Meski menangani pekerjaan yang dianggap berisiko tinggi, delapan pekerja yang diwawancara mengaku digaji rendah, tanpa kepastian kerja, dan dalam kondisi yang tidak mendukung. Dua di antara mereka bahkan telah mengajukan pengaduan ke National Labor Relations Board, menuding dipecat secara tidak adil.
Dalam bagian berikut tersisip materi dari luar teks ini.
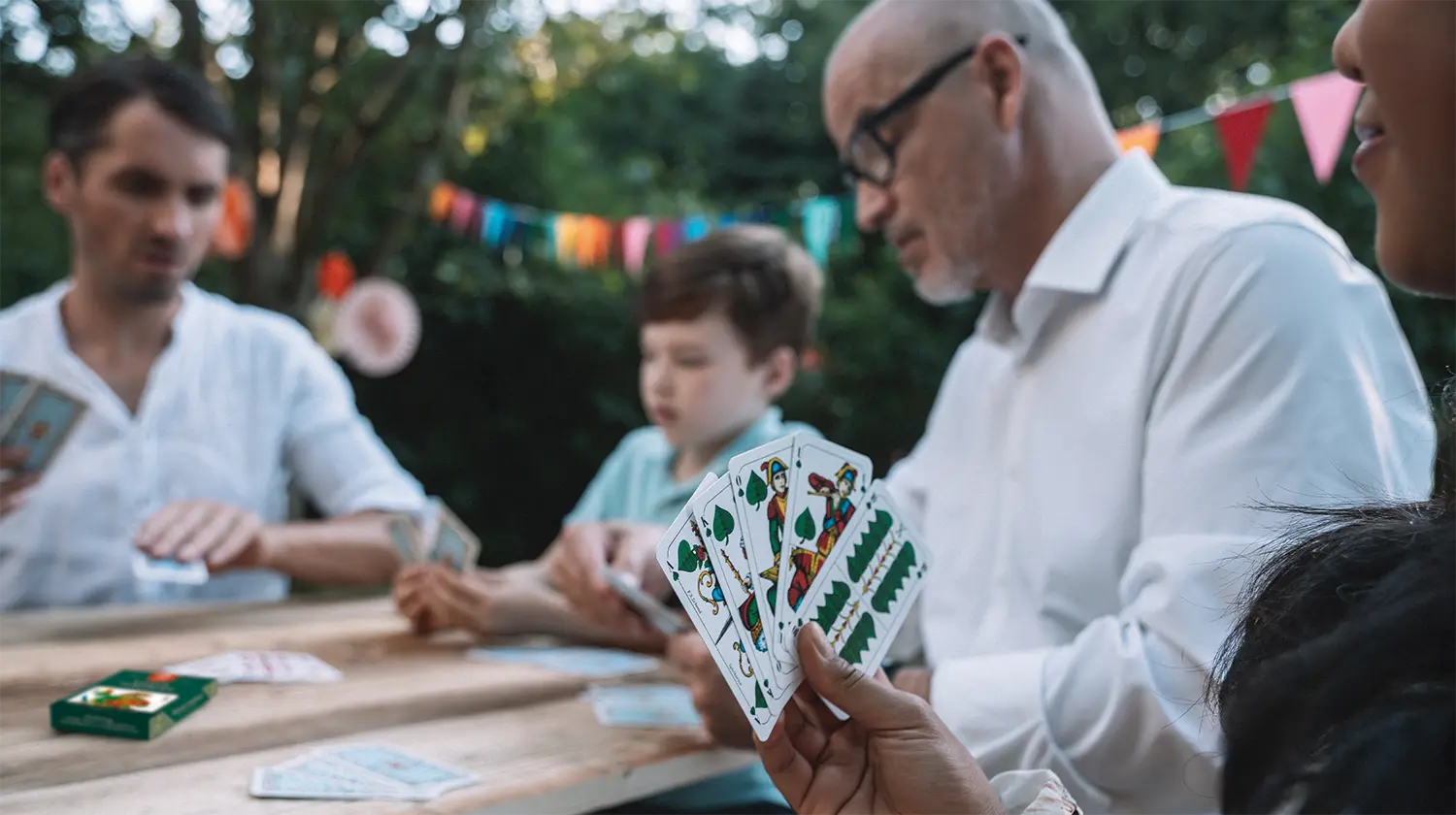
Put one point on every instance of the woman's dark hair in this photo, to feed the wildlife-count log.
(1339, 686)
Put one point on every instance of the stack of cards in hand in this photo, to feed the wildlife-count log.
(446, 540)
(797, 533)
(358, 773)
(35, 416)
(280, 667)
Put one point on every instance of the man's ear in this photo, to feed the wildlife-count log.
(58, 182)
(780, 367)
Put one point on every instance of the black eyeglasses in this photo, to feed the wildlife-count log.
(868, 156)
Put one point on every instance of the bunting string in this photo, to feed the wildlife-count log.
(1322, 104)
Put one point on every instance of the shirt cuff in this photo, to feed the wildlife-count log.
(1033, 792)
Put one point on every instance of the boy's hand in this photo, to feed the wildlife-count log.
(713, 699)
(576, 561)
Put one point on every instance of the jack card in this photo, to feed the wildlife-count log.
(728, 553)
(760, 480)
(870, 584)
(681, 555)
(827, 485)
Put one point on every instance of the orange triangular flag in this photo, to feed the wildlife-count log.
(1142, 136)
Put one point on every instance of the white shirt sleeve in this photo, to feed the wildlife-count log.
(332, 450)
(1284, 380)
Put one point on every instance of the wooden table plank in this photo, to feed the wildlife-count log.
(430, 684)
(550, 759)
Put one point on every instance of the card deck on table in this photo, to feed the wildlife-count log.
(277, 667)
(453, 543)
(760, 479)
(827, 485)
(596, 663)
(728, 553)
(651, 610)
(644, 706)
(168, 570)
(38, 421)
(683, 556)
(870, 582)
Lebih lanjut, Google menegaskan bahwa para pekerja tersebut bukan karyawan Alphabet. “Individu-individu ini adalah karyawan GlobalLogic atau subkontraktornya, bukan Alphabet," kata juru bicara Google, Courtenay Mencini.
"Sebagai pemberi kerja, GlobalLogic dan subkontraktornya bertanggung jawab atas pekerjaan dan kondisi kerja karyawan mereka. Kami memandang serius hubungan dengan pemasok kami dan mengaudit perusahaan yang bekerja sama dengan kami berdasarkan Kode Etik Pemasok kami.”
“Kami sebagai penilai memainkan peran yang sangat penting, karena para insinyur yang sibuk mengutak-atik kode tidak akan punya waktu untuk menyempurnakan dan mendapatkan umpan balik yang dibutuhkan bot. Kami seperti penjaga pantai di pantai, kami ada di sana untuk memastikan tidak ada hal buruk yang terjadi," kata Alex, seorang generalist rater.
“Saya sekarang lebih fokus ke hitungan waktu daripada hal lain, pekerjaan yang tadinya merangsang pikiran kini jadi membosankan,” katanya. Ia bahkan mengaku kerap diancam kehilangan pekerjaan jika tidak memenuhi target tersebut.
Upaya pekerja untuk berserikat pun disebut mendapat tekanan. Ricardo Levario, salah satu super rater, mengatakan, pihaknya mulai membangun gerakan berserikat tersebut secara diam-diam.
Jumlah anggota yang semula 18, sempat naik menjadi 60 pada Februari 2024. Namun, sejak itu, akses ke saluran komunikasi internal dibatasi, dan beberapa pekerja dipecat karena dianggap melanggar kebijakan.
Situasi ini bukan hanya terjadi di Amerika Serikat. Di berbagai belahan dunia, pekerja kontrak AI juga tengah berjuang. Misalnya, sekelompok pekerja label data di Kenya, membentuk Data Labelers Association untuk memperjuangkan upah lebih baik dan menuntut adanya dukungan kesehatan mental.